#45 — Shutter Island (Martin Scorsese, 2010)
Martin Scorsese didn’t owe us any more high art. That was clear. By the time the calendar flipped over to the twenty-tens, Scorsese had already amassed forty years of astonishing accomplishment, and he had finally received an overdue Oscar for directing, albeit at a point when the Motion Picture Academy needed the validation of the association more than vice versa. After The Departed, Scorsese took a while to land on his next narrative feature, with a middling Rolling Stones concert film to pass the time. When he got there, it was a swirling, hallucinogenic thriller, the sort of thing producer Val Lewton might have ordered up had he lived through the swinging sixties and the coked-up seventies.

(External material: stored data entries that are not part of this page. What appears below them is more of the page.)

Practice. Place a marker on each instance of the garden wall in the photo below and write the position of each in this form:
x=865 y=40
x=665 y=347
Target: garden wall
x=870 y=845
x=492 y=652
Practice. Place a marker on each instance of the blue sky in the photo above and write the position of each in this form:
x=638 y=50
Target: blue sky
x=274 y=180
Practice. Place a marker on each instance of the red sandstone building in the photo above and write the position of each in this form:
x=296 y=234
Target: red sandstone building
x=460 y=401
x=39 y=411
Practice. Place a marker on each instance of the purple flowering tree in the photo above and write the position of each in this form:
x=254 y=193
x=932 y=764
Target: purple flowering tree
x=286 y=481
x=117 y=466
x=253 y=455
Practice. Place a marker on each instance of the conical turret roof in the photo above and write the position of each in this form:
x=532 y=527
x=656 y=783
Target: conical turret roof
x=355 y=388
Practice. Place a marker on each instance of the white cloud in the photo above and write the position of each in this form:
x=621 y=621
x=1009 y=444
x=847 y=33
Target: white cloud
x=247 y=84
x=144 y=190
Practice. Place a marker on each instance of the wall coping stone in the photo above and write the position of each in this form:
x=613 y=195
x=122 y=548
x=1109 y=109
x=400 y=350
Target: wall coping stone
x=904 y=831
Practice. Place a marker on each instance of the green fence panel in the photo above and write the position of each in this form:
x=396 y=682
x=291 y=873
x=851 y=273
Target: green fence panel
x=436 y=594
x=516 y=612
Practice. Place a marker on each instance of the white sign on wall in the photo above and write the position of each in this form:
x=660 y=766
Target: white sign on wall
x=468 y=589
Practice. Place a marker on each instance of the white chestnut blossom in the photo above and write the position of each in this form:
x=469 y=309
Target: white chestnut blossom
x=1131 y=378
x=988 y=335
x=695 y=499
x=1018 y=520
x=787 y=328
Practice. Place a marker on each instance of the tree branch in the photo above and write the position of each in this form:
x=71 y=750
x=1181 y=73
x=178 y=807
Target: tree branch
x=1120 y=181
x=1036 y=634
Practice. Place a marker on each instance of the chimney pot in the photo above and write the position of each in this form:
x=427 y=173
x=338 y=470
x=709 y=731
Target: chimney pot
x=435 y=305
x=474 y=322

Shutter Island is beautifully, bountifully bonkers. Based on a novel by Dennis Lehane, the movie follows a pair of nineteen-fifties lawmen, Teddy Daniels (Leonardo DiCaprio) and Chuck Aule (Mark Ruffalo), who are dispatched to an institution for the criminally insane located on the landmass of the film’s title. They are there to look into a patient’s disappearance, but the staff of the facility are elusive and unhelpful. More problematically, the foreboding confines start to unnerve Teddy, who has some recent personal trauma he hasn’t fully reckoned with. As situations intensify, Teddy gets increasingly lost, emotionally flattened by frightening hallucinations and starting to doubt everything he believes to be true, even seemingly solid facts right in front of him.
This was Scorsese’s fifth film with DiCaprio in the lead, and he’d developed a certainty about the best way to exploit the actor’s gifts. First and foremost, it always helps if DiCaprio is playing a character who’s just a shade too stupid to handle the situation he finds himself in. That’s combined with a mental unraveling that suits DiCaprio’s preferred method-adjacent intensity. Scorsese’s joy in prodding this favorite actor of his into ever-greater contortions of discombobulated agony hovers over the film like a sheen of shiny mist, as if he’s moments away from helplessly cackling just out of frame the way he does in his documentary that’s comprised of little more than Fran Lebowitz sitting in a booth and talking.
Scorsese’s jubilation translates to every other piece of the filmmaking. Long a master of the total cinematic craft, Scorsese brings a freewheeling inventiveness to conveying the narrative. There are touches of the kinetic showboating Scorsese employed a couple decades earlier in his remake of Cape Fear, but he holds his handful of wild cards tighter. That control is boon. Shutter Island is lent a festering gloom that heightens the suspense in a way easy jolts don’t. Scorsese and his team of peerless collaborators (including cinematographer Robert Richardson and lifelong editor Thelma Schoonmaker) exhaust every possibility the can cook up without ever making the film feel overburdened by busy business. It instead hums with the pleasure of telling a wild story and telling it well.